The characters are incredibly intriguing, the descriptions are vivid (and that's saying something, that Wales and muddy bogs and creeping fog can ever be described as "vivid"), and the plot was very interesting, with multiple layers, and a lot of twists and turns. The ending especially was incredibly suspenseful, but the plot twist was a little too expected and poorly orchestrated for my taste. It was obvious to spot, but it didn't detract from the ending too much.
The best aspect of the book by far was the photos from which the book originated. The fact that the plot was cobbled together from strange snippets and odd photos found at random garage sales and flea markets, was SO COOL, and definitely served as a super unique origin for this super unique story. The best part is, there's even more of the origin story present in the back of my copy...
I was sent this book through Goodreads, as the novel moves forward from it's status as a New York Times Best-Seller in hardcover, into paperback form, in preparation for the release of it's sequel, Hollow City, come next January 14th.

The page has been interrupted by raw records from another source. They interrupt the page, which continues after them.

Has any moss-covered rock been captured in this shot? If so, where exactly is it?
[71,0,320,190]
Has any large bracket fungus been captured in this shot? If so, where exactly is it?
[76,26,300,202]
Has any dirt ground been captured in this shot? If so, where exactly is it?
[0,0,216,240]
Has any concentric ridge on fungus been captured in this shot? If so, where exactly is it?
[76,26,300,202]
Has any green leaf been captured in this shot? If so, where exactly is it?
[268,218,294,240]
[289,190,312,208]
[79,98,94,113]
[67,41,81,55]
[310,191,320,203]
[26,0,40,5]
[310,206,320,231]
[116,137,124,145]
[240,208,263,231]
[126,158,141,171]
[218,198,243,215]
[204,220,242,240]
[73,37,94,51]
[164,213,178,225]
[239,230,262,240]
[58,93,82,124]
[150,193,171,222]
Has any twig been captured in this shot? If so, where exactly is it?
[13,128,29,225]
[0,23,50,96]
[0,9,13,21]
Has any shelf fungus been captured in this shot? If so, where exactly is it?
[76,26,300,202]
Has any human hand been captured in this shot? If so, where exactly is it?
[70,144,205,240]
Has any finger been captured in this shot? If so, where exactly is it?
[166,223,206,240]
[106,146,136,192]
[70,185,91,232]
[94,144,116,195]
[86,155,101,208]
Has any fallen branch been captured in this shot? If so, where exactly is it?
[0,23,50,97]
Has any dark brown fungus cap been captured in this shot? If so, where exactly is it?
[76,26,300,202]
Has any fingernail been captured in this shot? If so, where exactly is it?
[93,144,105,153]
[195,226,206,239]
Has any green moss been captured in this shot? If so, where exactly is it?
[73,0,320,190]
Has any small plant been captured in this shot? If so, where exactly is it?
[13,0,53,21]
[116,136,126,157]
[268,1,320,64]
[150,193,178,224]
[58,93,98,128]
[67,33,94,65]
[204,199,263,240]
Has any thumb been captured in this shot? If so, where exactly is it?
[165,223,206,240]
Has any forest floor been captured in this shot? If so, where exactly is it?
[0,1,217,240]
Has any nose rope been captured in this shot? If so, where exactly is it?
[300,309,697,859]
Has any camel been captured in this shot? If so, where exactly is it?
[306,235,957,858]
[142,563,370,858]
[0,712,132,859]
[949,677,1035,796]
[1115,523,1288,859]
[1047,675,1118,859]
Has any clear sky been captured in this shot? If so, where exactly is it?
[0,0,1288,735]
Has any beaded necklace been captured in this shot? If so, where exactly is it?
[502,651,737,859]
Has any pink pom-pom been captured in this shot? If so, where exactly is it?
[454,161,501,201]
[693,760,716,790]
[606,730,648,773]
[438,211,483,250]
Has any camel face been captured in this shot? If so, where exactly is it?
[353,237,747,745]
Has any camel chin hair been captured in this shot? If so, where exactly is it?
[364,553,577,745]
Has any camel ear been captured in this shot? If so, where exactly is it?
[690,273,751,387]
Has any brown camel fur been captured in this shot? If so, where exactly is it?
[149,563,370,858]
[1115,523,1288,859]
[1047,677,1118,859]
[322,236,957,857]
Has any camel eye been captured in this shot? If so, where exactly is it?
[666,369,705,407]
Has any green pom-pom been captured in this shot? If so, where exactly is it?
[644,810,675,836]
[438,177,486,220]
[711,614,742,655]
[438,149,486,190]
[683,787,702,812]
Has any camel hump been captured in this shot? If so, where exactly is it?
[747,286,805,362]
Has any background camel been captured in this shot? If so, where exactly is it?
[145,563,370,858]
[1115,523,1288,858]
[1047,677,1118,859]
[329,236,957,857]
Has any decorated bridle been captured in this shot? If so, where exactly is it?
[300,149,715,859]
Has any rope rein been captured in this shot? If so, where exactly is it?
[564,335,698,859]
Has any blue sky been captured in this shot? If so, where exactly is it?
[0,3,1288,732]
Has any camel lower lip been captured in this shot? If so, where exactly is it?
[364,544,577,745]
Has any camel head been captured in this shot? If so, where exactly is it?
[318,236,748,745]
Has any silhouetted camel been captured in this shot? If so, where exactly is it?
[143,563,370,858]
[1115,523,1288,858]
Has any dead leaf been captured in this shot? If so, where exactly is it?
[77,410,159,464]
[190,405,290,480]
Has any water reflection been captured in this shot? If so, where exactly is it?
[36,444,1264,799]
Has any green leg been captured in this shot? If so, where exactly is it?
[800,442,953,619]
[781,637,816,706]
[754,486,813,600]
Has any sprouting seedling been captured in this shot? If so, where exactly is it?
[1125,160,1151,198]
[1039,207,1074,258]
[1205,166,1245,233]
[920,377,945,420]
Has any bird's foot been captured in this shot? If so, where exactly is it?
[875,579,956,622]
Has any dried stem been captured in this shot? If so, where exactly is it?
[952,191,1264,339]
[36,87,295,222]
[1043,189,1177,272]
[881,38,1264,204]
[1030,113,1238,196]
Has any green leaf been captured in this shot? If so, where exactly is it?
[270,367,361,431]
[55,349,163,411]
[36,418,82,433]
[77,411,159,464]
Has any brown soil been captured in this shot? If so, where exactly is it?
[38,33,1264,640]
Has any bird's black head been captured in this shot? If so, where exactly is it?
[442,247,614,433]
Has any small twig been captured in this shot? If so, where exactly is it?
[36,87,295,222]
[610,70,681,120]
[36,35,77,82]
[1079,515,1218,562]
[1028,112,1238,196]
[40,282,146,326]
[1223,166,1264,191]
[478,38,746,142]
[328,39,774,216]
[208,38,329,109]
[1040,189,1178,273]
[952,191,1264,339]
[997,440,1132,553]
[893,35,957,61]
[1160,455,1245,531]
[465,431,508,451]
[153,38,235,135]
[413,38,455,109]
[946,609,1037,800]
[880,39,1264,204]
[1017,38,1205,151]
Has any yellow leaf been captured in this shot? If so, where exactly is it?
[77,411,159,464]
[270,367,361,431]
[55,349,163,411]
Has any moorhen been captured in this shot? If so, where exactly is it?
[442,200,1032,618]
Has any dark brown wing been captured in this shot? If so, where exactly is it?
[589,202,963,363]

This edition of the already-popular novel includes an extensive Q&A with Mr. Riggs in the back of the book, even more creepy pictures - those not used in the novel itself, as well as others hinting at the fates that await the children in their next adventure - and a fairly large chunk of the first chapter of the sequel as well. The extra materials were just as cool as the book itself, as the Q&A detailed even more of the amazing origins of the novel, and that was the part I liked best.
Though maybe a little unsuited for those who don't like overly predictable novels, this is a good, creepy read for the YA Fantasy/Horror types, as well as adults who are willing to sit through some drudge-y info-dumping and teen romance. At the end of the day, it was still a pretty welcome distraction for me.